If Charlton are at home and Leamington are away, the choice is also clear. But supposing both clubs are at home? One factor that could affect my decision is the atnosphere of gloom and negativity among the Addickted.
Now they could reasonably argue they have good reasons to be gloomy. One well-known Addick commented on Facebook yesterday: 'anyone who hasn't had the effects of two relegations in three years, managerial instability, boardroom division, financial meltdown, mass staff redundancies, a total loss of PR judgment, a threadbare squad and the inability or unwillingness of key people at the club to answer simple questions about the future swept aside by the majesty of a meaningless pre-season 2-1 home win over Ipswich must indeed fall into the category of a 'moaner'...'
Fair enough. And then there is the Phil Parkinson question. I am not a great PP enthusiast. To paraphrase a comment once made about American vice-presidential candidate Dan Quayle: 'I knew Alan Curbishley. You are no Alan Curbishley.' However, PP inherited a poisoned chalice. In my view there was some improvement in performances after he took charge. And it may well be that he can function as a perfectly competent manager at League 1 level. At least he should be given a chance.
Fans have also been upset about the lack of communication from the board. This reminds me a little of the line in the famous television series The Prisoner. The hapless prisoner was constantly told, 'What we want is information', but the nature of that information was never specified.
Of course, what has frustrated fans, and understandably so, is the long drawn out 'takeover'/restructuring negotiations.

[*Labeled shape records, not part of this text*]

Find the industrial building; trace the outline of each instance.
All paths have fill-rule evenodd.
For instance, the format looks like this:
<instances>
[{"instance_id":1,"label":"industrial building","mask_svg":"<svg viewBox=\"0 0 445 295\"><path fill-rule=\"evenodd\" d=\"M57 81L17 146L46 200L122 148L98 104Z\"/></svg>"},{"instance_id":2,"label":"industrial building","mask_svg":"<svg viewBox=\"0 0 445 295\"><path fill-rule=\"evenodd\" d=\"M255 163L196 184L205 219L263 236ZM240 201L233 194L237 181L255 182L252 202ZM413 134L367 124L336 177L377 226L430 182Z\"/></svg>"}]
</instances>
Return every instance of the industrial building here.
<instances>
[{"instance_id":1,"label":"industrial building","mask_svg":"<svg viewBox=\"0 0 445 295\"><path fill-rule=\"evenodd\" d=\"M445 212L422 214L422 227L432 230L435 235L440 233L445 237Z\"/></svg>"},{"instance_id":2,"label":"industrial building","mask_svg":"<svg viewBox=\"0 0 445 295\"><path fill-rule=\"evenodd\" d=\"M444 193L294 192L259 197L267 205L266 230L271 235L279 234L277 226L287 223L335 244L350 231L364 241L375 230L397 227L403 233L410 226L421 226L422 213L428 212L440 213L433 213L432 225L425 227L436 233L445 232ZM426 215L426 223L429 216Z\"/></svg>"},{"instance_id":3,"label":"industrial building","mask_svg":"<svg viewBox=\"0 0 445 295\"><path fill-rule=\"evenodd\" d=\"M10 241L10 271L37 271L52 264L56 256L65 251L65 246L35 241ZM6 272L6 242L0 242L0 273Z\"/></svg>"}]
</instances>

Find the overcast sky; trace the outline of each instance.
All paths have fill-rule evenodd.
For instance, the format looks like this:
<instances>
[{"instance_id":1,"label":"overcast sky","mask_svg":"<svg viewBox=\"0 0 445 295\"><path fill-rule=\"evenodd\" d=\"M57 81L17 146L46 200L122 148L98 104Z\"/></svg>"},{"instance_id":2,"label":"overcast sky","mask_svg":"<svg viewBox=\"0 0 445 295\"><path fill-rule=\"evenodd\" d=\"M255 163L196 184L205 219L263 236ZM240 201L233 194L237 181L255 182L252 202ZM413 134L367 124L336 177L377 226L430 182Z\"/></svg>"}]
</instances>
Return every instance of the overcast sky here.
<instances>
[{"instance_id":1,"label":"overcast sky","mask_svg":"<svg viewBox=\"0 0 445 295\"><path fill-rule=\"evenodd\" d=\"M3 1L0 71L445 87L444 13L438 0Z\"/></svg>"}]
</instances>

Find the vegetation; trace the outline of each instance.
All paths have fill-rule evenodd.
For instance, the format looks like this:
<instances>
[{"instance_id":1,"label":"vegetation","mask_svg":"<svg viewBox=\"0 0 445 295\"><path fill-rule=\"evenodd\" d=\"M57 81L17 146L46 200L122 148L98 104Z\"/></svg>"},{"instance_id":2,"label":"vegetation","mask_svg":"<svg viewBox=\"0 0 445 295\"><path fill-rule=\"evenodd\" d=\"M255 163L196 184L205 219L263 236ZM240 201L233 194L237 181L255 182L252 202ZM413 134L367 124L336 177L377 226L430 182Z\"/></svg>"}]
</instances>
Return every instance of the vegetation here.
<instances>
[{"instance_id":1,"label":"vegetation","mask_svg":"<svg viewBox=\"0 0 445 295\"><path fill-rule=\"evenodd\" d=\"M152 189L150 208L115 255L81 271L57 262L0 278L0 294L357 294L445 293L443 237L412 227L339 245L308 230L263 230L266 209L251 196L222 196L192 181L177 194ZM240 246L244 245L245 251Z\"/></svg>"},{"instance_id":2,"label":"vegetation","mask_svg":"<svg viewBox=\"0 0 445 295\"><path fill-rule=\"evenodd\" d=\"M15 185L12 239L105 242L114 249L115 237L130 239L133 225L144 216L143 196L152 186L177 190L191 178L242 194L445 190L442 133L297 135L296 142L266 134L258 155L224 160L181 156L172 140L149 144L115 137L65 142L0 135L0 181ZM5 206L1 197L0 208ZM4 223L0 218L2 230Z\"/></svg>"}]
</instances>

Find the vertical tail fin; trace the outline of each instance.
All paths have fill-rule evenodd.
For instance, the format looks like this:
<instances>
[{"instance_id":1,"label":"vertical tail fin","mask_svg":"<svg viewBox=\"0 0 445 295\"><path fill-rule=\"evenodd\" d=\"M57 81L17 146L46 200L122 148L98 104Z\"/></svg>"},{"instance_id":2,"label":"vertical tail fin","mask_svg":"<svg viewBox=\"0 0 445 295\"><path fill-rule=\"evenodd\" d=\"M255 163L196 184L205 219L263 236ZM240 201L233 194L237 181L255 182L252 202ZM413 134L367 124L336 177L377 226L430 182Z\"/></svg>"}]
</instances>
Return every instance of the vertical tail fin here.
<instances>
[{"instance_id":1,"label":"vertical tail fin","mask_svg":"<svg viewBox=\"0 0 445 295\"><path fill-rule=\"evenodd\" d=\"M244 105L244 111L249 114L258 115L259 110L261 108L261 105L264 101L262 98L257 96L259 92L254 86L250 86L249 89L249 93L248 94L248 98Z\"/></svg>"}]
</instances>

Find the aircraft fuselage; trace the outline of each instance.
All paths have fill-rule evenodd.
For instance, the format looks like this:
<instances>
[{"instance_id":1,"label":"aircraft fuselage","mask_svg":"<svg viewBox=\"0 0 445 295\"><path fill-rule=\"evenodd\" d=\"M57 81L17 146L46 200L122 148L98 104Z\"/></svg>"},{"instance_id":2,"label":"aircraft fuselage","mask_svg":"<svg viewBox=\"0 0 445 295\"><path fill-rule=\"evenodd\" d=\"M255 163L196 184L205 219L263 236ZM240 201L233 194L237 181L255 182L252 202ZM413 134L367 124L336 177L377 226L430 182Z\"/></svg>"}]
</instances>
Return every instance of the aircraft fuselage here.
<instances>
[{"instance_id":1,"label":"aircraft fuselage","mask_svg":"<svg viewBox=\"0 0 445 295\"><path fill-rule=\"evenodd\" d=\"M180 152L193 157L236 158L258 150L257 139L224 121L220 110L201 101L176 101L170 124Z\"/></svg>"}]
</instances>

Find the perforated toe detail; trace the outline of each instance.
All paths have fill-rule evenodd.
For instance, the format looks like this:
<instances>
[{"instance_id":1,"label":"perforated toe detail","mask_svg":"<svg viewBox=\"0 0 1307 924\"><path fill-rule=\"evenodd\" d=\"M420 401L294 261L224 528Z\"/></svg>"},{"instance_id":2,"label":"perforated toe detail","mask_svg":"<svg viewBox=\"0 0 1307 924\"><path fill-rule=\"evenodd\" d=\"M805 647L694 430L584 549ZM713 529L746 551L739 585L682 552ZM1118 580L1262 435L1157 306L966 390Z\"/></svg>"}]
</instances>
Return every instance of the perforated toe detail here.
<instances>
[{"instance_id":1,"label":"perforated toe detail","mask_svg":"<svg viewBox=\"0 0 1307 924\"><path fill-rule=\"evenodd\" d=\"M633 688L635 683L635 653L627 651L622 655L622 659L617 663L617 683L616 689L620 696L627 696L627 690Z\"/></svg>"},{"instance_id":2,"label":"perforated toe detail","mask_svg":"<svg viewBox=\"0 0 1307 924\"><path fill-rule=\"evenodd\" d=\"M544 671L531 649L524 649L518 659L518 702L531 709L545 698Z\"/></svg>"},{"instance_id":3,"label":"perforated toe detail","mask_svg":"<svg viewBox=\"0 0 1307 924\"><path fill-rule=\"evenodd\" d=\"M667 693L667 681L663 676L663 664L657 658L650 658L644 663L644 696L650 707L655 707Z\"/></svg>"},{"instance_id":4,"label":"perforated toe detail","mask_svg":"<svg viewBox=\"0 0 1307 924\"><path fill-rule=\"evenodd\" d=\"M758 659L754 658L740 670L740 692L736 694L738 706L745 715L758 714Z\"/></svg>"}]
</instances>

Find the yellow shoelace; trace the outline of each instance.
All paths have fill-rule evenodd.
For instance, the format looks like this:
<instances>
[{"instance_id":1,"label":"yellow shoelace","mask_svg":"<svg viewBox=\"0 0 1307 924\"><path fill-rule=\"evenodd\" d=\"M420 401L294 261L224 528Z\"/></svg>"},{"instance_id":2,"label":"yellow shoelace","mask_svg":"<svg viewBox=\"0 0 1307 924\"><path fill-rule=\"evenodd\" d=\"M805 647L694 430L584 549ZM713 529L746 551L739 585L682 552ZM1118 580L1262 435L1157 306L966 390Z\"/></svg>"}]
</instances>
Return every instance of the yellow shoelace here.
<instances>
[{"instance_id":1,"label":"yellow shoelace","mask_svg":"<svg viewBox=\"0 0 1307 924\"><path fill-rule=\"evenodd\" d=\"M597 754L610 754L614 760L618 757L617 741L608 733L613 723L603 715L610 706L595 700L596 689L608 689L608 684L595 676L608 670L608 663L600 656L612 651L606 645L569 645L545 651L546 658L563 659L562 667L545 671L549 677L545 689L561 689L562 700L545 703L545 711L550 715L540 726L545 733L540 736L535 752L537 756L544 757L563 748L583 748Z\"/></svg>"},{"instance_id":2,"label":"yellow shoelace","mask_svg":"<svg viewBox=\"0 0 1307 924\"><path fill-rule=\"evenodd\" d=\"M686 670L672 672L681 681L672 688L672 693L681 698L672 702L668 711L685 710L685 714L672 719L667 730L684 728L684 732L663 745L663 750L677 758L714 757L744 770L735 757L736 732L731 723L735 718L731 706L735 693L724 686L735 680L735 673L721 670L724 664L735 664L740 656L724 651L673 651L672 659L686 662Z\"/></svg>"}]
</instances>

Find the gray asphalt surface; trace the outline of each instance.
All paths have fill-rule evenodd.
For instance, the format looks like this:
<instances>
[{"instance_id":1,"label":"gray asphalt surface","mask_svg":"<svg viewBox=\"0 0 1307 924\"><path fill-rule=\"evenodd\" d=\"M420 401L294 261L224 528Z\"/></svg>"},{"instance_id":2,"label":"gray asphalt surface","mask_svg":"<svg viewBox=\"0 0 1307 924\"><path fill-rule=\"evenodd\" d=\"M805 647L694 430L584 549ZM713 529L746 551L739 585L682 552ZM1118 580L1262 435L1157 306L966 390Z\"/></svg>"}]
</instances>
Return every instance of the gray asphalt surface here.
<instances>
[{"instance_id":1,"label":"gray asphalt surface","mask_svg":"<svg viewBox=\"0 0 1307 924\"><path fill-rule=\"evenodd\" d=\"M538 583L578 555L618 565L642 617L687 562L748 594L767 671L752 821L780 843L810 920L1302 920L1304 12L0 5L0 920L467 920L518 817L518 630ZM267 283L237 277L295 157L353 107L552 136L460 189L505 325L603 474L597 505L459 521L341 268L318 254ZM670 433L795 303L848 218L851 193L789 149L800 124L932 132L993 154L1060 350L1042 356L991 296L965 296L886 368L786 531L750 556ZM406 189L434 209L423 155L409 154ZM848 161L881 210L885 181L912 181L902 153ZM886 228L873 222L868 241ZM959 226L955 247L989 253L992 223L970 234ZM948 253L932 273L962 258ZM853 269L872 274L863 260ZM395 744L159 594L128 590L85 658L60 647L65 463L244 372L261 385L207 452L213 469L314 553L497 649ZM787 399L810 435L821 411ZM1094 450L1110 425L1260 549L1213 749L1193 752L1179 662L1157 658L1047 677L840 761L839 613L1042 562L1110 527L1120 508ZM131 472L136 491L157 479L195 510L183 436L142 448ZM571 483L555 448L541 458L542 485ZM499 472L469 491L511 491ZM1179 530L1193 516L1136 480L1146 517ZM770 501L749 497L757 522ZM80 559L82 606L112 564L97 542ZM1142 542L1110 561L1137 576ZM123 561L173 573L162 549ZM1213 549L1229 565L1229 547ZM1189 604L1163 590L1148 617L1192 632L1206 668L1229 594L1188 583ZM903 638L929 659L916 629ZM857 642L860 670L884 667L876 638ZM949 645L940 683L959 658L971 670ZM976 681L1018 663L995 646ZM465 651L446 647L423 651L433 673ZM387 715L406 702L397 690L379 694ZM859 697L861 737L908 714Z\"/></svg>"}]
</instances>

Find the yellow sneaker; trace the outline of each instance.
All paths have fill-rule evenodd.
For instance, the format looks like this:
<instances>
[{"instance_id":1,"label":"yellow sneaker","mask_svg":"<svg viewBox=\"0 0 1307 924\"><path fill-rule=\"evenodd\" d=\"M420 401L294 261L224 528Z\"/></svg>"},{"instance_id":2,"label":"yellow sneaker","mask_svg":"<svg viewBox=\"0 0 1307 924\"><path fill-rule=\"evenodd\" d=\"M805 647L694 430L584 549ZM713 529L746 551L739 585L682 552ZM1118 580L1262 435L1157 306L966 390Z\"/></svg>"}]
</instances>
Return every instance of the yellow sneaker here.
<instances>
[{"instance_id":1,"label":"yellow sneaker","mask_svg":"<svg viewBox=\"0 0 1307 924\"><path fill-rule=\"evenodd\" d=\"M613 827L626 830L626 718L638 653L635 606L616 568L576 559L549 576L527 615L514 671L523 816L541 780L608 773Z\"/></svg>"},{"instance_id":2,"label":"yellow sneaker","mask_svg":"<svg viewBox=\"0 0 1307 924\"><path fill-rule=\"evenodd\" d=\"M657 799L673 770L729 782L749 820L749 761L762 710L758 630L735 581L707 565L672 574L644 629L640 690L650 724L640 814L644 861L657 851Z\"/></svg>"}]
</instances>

Unfortunately, the board is constrained by both legal and commercial confidentiality considerations in terms of what it can say. What would seem to be the case is that the prospective owners don't have that much dosh and restructuring the club's debt without incurring a points deduction has proved difficult. But that debt is certainly well less than £40m.
The Australians like to call us 'whingeing poms' (although given how The Ashes are going it may be their turn to whinge). But they have a point. I have travelled extensively in Australia and I like the 'no worries' attitude of people there, a casualness which covers a helpful efficiency as I found when I missed a plane in Canberra earlier this year.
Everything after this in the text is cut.